Things aren’t going well at Halas Hall right now, and that’s putting it lightly. The Chicago Bears are in the midst of a mini-COVID-19 outbreak, one that’s forced coach Matt Nagy out of the facility with a positive test, and on Wednesday, news broke that star pass-rusher Khalil Mack will miss Sunday’s game against the San Francisco 49ers with a lingering foot injury.
According to NFL Network’s Ian Rapoport, a trip to injured reserve hasn’t been ruled out.
Mack is off to a great start this season with six sacks through seven games. He was tracking for his most productive year since 2018 when he registered 12.5 sacks in his first season with the Bears. Now, it’s anyone’s guess when he’ll be back on the field.
Mack’s injury, combined with Robert Quinn still being on the Reserve/COVID-19 list, has flipped Chicago’s vaunted pass-rush into one of the team’s weaknesses entering Week 8. Quinn, who missed last Sunday’s loss to the Tampa Bay Buccaneers, has 5.5 sacks, which is already nearly triple the amount he had in 2020. Mack and Quinn are a big reason why the Bears are tied for first in the NFL with 21 sacks, and it’s possible neither are on the field this week.

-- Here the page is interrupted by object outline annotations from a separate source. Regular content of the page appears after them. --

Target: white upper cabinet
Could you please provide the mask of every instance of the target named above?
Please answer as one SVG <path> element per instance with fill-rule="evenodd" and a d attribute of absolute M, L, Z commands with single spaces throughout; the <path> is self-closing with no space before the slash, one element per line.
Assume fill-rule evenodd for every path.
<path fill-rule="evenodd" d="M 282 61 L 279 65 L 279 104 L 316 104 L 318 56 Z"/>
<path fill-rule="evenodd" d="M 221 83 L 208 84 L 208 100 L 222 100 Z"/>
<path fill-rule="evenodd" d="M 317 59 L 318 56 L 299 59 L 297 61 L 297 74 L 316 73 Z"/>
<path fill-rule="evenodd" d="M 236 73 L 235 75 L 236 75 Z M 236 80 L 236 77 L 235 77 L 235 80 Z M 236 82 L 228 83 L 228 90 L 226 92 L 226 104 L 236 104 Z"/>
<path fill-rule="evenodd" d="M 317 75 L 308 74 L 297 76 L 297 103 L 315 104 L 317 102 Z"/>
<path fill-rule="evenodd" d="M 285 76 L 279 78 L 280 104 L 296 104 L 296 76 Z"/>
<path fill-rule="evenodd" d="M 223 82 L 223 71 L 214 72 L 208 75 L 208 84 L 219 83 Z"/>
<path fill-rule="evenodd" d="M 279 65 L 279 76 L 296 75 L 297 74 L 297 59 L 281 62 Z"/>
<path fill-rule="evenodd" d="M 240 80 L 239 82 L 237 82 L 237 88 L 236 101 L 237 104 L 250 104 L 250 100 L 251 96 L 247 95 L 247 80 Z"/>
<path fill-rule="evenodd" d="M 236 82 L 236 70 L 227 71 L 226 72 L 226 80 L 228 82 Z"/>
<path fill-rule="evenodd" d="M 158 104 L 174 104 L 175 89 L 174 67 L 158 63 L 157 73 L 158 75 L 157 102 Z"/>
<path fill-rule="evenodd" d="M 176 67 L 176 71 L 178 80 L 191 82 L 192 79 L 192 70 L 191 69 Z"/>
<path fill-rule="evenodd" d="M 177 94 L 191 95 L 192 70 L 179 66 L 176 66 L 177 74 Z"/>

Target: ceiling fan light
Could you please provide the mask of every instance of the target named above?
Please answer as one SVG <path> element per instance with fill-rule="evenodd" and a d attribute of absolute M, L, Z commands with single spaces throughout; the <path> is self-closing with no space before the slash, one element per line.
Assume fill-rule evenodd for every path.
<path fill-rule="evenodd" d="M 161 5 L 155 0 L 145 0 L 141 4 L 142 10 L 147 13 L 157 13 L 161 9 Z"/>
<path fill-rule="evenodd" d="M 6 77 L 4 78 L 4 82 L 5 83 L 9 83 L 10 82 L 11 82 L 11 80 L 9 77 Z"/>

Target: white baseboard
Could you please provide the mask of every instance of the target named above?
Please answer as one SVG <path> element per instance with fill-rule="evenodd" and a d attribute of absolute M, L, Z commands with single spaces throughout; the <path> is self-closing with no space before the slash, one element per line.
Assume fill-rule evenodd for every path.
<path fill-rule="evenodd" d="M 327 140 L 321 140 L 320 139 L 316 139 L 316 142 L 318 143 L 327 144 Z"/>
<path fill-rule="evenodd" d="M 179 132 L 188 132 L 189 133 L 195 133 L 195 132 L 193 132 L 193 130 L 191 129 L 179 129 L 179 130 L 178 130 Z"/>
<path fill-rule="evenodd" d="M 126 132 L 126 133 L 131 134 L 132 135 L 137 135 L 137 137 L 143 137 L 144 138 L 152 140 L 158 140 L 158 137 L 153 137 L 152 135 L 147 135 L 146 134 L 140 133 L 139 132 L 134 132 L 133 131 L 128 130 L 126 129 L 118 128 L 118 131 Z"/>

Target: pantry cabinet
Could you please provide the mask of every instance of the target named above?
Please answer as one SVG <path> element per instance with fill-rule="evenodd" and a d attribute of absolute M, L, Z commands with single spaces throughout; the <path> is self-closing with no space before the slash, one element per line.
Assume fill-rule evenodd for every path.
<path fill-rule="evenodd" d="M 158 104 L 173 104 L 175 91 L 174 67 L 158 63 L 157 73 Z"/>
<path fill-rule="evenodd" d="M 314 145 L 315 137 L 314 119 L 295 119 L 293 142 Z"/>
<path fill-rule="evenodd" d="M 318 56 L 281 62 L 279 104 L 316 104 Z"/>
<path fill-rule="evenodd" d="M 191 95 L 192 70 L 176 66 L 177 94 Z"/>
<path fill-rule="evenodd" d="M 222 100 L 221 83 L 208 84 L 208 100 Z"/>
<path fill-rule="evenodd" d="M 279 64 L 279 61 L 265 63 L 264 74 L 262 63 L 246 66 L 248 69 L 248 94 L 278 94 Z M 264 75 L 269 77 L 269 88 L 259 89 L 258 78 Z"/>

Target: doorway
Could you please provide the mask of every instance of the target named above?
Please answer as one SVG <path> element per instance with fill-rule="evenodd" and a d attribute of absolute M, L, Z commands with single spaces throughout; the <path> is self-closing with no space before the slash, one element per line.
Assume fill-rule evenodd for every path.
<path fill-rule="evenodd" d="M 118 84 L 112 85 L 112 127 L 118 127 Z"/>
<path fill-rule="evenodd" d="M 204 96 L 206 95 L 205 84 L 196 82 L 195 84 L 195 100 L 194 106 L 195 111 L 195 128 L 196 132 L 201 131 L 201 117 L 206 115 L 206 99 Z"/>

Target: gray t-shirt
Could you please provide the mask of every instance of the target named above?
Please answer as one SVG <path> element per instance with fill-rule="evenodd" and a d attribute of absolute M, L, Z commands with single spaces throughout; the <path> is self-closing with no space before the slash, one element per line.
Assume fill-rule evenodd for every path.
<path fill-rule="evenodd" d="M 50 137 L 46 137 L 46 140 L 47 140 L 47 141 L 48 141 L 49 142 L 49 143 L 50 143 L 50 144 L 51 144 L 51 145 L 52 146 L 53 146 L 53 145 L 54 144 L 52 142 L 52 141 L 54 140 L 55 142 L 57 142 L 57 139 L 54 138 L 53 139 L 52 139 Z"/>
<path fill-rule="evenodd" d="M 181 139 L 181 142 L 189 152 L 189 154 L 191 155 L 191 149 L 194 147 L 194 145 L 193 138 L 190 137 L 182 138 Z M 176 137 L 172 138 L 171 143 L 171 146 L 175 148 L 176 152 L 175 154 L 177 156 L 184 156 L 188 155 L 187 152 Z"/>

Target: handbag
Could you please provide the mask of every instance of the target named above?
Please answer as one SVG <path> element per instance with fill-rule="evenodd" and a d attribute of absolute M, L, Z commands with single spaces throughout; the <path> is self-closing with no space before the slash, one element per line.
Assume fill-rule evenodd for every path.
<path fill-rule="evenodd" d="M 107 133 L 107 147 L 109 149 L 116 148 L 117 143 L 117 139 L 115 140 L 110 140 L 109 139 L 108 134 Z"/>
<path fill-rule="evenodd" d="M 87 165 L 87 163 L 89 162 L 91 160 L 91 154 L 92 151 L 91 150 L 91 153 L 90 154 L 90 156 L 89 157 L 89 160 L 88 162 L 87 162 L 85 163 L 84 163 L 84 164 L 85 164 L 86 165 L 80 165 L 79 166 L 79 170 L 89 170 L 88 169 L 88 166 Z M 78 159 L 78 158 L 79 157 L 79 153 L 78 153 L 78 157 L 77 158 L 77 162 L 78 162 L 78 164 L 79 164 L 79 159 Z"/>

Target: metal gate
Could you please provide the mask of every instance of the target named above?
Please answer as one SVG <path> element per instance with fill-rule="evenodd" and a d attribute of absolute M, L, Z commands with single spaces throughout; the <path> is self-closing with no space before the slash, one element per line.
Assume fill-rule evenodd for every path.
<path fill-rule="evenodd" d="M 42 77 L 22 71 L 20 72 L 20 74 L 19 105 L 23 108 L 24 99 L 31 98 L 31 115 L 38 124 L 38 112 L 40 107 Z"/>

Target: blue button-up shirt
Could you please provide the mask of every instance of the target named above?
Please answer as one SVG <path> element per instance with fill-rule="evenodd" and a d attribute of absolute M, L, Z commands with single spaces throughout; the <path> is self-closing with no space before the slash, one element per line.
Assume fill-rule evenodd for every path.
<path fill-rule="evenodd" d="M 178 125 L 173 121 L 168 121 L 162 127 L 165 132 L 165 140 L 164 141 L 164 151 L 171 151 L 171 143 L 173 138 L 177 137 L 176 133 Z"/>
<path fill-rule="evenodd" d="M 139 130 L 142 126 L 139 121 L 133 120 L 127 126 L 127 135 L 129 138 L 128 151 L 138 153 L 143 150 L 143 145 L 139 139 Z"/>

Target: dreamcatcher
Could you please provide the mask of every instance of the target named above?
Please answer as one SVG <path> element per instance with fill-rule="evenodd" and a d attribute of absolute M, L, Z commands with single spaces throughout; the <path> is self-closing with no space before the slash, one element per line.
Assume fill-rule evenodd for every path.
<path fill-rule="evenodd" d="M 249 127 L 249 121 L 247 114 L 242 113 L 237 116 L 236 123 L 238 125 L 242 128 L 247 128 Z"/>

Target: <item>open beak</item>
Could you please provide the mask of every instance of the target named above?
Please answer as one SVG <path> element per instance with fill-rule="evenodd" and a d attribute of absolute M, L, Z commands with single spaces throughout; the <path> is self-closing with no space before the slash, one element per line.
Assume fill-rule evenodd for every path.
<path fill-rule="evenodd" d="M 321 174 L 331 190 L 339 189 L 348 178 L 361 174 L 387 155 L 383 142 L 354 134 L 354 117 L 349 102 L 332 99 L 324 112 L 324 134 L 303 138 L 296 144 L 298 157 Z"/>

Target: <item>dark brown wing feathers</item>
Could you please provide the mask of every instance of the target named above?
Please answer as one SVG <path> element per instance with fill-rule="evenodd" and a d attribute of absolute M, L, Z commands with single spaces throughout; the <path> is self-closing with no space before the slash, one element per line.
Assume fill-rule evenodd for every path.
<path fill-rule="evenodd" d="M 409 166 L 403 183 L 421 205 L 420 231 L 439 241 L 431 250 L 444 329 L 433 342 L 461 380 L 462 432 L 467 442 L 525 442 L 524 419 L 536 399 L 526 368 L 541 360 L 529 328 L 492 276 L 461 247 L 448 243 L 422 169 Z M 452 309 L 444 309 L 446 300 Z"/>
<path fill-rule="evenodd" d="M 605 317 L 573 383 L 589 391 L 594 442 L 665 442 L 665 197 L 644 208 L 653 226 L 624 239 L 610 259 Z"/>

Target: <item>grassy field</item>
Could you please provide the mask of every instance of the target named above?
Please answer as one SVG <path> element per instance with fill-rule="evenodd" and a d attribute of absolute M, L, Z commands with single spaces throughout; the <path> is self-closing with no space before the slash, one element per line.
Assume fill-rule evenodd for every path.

So where will the Bears get a pass rush from if both stars are out? The most logical option is Trevis Gipson, the second-year player from Tulsa, who’s having a breakout season in the shadows of the starting lineup. He’s the Bears’ highest-graded defender with an 81.1 score and has the same mark for his pass-rushing grade, which also tops any player on Chicago’s defense. Sure, he only has two sacks in 2021, but he’s had just half the number of snaps as Quinn, and even fewer than that compared to Mack.
The bigger question facing the Bears, if Mack does indeed land on injured reserve and misses extended time, is whether Chicago should punt on the 2021 season and become ‘sellers’ at the trade deadline. Moving a guy like Allen Robinson would make sense, as would fielding offers on Eddie Jackson, who despite a contract that might dissuade potential trade partners still profiles as a former All-Pro who can upgrade a contender-ready defense.
It feels like the proverbial ship is sinking in Chicago, with Nagy resembling a violin player continuing his song while the Titanic descends into the abyss. The embarrassing loss to the Buccaneers followed by more positive COVID-19 tests and an injury to the team’s most irreplaceable star combine for a gloomy outlook, at best.